The film certainly has its memorable moments, some of which come from the comic relief added to otherwise bleak situations. When a young German soldier crosses one of the bridges, white flag in hand, offering the option of surrender to a ragtag band of British troops, vastly outnumbered and outgunned by fresh German reinforcements, the British commander says "I'm sorry, but we just don't have the facilities here to accept your surrender… was there anything else?"
Also, many of the battle scenes are impressive -- the parachute drop alone with dozens of planes and hundreds of paratroopers convincingly presents the illusion of a real WWII battle. But the film would probably have worked better edited a bit more tightly. A few fewer gratuitous shots of wounded men perhaps? At three hours, the film feels a little bit plodding, and lacking in suspense. Still a remarkable cinematic achievement, but with the high production values and star power, I expected more.
The 1080p widescreen transfer (letterboxed to 2.35:1) uses the inefficient MPEG2 codec, but it dedicates nearly the entire two layer disc to the film, which generates respectable results. It seems like they may have applied a bit of noise reduction to the print as it's quite clean, perhaps overly so, with no dirt or visible flaws, but also none of the film grain that would lend it a more cinematic feel. It's definitely high definition and is good enough not to stand in the way of the film, but it's not the best we've seen, even on films of its era (late 70s).
The film's soundtrack has been re-mastered for Blu-ray Disc in DTS-HD Master Audio 5.1 Surround. But just because you have a high quality lossless format doesn't automatically guarantee a high quality audio mix. Dialog is clear and intelligible but levels are a bit dodgy with great discrepancies between spoken word, music and mortar fire. You could say this is a sign of extended dynamic range but it seems more uneven than that. Music is also a tad bit shrill, and lacking the warmth and power that it could have, properly mixed. And the bass, while solid, never extends into the depths as on titles such as Master and Commander.
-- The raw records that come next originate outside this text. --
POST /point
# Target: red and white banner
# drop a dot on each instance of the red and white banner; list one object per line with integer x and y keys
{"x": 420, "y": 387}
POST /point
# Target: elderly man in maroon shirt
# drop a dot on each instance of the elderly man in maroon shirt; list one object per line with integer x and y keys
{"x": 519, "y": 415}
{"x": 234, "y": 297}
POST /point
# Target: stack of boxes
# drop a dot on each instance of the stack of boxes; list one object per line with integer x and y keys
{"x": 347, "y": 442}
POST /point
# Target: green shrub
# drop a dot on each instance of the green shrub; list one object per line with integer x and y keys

Overall, audio is OK, but certainly not reference quality.
The extras are about as thin as it gets - a theatrical trailer for the film plus trailers for a few other war films from Fox (Platoon, Windtalkers, Flyboys). That's it.
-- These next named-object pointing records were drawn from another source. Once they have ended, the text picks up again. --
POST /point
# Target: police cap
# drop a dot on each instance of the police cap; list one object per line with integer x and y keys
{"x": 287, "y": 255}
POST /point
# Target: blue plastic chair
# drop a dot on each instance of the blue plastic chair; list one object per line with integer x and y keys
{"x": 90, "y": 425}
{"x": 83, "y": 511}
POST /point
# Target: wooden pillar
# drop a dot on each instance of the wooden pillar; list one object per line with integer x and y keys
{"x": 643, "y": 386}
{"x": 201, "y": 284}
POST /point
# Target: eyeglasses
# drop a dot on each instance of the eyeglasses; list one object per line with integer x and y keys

As a film, A Bridge Too Far has its problems, but overall, it's enjoyable and certainly includes some impressive acting, sets and cinematography. As a Blu-ray Disc, the film is somewhat less impressive with a decent video transfer but unexciting audio and virtually no extras. This title came out on Blu-ray along with a handful of other classic WWII films, just in time for Father's Day. And if your father served in a war or is a military buff or lover of military films, he might appreciate this as a gift, but for the rest of us, a rental is probably a better option.